Tuesday, May 4, 2010

Odd Ballplayer Beliefs part 2


Darren "Dutch" Dalton

Darren Daulton was a major league catcher from 1983 until 1997. I personally remember him from early childhood when he played in the 1993 World Series as a member of the Phillie's.

"Dutch" was a solid catcher. 137 career home runs, a World Series title with the Marlins, and an all-star game appearance is nothing to laugh at.

That's why it is not his baseball career that people laugh at.

To quote Wikipedia Daulton has become notorious in the baseball community for "his unusual theories regarding human existence and time travel."

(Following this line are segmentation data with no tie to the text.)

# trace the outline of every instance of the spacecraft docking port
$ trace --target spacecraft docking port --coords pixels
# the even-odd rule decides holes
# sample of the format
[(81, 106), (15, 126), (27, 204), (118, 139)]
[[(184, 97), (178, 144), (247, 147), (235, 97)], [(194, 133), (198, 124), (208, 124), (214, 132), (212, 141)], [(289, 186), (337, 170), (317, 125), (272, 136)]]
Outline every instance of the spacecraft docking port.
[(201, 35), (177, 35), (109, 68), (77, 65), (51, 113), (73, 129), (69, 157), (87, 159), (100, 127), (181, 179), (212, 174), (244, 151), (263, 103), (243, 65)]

That is putting it nicely.

Daulton has claimed, essentially, that he has time traveled and is in tune to the vibrational energies that underlie the entire universe. On December 21, 2012, himself, other people in tune to the energies of the universe, and a bunch of Mayan architecture will "ascend into a new plane of existence."

Presumably one without DUI laws and the Toronto Blue Jays.

He also claims that his 2001 DUI arrest spawns from a errand he was running for the White House and FBI.

It's hard to believe that a guy would not report any odd experiences or beliefs when he has spent a significant portion of time hanging around with guys like this.



Here's a video interview from an ESPN report.

Seriously. Watch the video.

The thing that makes this bizarre is who this guy is to baseball fans that remember him. Darren Daulton was a HARDASS. He was a member of "Macho Row" with his "hard-playing-hard-living" teammates Lenny Dykstra and John Friggin' Kruk.